Transcriptional regulation of lon protease homolog 1 (Lonp1) by activating transcription factor 3 (Atf3) . (A) Average escape latency in the Morris water maze test from day 1 to day 6. (B) Latency to reach the hidden platform on day 6. (C) Time (in seconds) spent in the target quadrant during the probe trial on day 7. (D) Number of crossings over the target platform location during the probe trial on day 7. (E) Representative swim tracks on day 7. (F) Novel object recognition (NOR) test, exploration time during the familiarisation phase, and the percentage of time spent exploring the novel object during the test phase. n=5. *p<0.05. (G) Western blot analysis of Lonp1 expression.

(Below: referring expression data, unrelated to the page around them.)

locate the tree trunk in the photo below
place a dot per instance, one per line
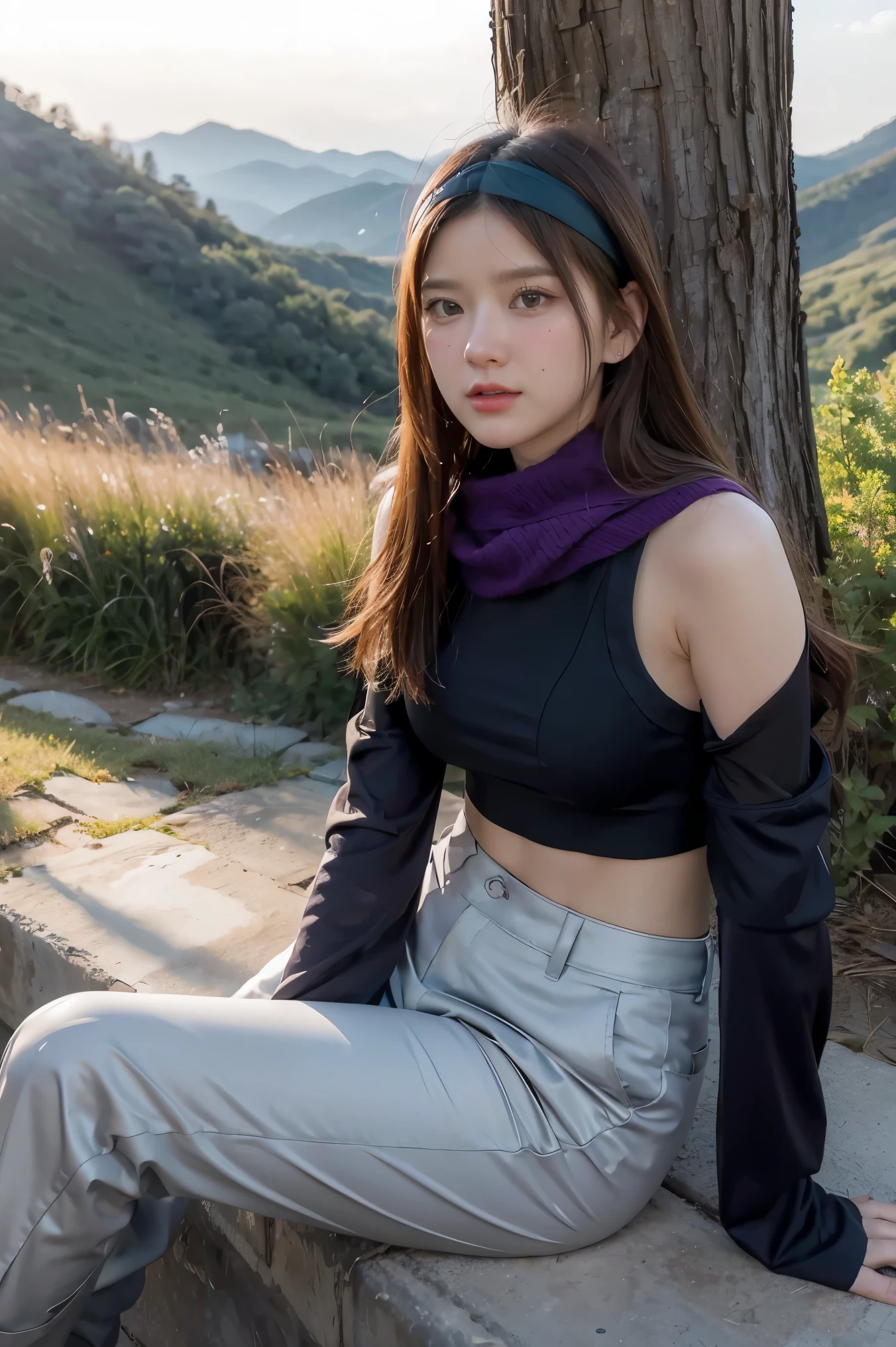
(695, 99)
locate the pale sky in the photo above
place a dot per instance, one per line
(365, 74)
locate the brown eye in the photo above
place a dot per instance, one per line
(530, 298)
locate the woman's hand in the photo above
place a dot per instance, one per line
(879, 1219)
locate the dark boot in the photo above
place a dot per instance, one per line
(100, 1320)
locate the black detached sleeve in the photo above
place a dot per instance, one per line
(768, 802)
(379, 833)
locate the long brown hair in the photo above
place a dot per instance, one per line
(655, 432)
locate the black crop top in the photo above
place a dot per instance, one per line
(565, 737)
(567, 740)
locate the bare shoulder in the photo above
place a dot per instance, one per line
(725, 531)
(721, 574)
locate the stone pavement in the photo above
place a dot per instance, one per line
(202, 906)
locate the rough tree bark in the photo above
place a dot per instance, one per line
(695, 97)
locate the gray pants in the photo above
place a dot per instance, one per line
(527, 1097)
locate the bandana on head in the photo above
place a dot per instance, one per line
(527, 528)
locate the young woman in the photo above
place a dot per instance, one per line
(495, 1044)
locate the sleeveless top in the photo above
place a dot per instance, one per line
(565, 737)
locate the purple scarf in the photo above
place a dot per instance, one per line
(533, 527)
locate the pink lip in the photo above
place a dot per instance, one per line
(492, 398)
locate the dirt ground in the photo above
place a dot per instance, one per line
(864, 1015)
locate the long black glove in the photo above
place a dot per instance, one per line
(767, 844)
(379, 833)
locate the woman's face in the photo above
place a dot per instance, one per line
(504, 343)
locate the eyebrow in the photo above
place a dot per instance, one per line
(504, 276)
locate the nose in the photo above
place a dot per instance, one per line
(486, 340)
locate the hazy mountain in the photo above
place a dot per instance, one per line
(850, 306)
(365, 217)
(213, 147)
(246, 215)
(131, 290)
(837, 216)
(814, 169)
(278, 188)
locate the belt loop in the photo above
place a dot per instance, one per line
(708, 976)
(563, 947)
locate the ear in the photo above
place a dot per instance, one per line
(626, 326)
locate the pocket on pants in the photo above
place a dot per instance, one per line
(640, 1043)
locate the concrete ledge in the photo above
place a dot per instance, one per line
(201, 912)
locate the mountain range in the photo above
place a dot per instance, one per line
(810, 170)
(329, 200)
(115, 282)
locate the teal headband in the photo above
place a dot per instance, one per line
(533, 188)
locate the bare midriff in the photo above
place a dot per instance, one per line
(666, 895)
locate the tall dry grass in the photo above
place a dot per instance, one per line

Effects of the activating transcription factor 3 (Atf3)/lon protease homolog 1 (Lonp1) axis on neuronal mitochondrial inner membrane abnormalities and mitochondrial hyperpolarisation. (A) Diagram illustrating the co-culture of primary microglia and neurons for OGD/R experiments. (B) Live-cell staining of neurons with MitoSOX Red (superoxide) and MitoTracker Green (mitochondria). The merged images show the colocalisation of MitoTracker Green and MitoSox Red. Scale bar: 15 µm. Quantitative analysis was performed using ZEISS Zen lite software to determine the ratio of average MitoSOX fluorescence intensity to average MitoTracker green fluorescence intensity in 100 cells per group. (C) Representative histogram of MitoSOX flow cytometry analysis and quantification of MitoSOX-positive cells. (D) Representative image of TMRE staining in neurons. Scale bar: 25 µm. (E) Flow cytometry analysis of mitochondrial membrane potential using JC-1 dye, the aggregated JC-1 was recorded at 590 nm emission in the PE-A channel, and the monomeric JC-1 was recorded at 529 nm emission in the FITC channel. (F) Transmission electron microscopy (TEM) images of mitochondria. The lower image is magnified more, with a scale bar of 1 µm/ 500 nm. Red arrows, compressedOM, compressed crista (CC); yellow arrows, vacuolar membrane structures. IM, inner membrane, crista; m, mitochondrial matrix; OM, outer membrane. Cell experiments were independently repeated three times. *p<0.05.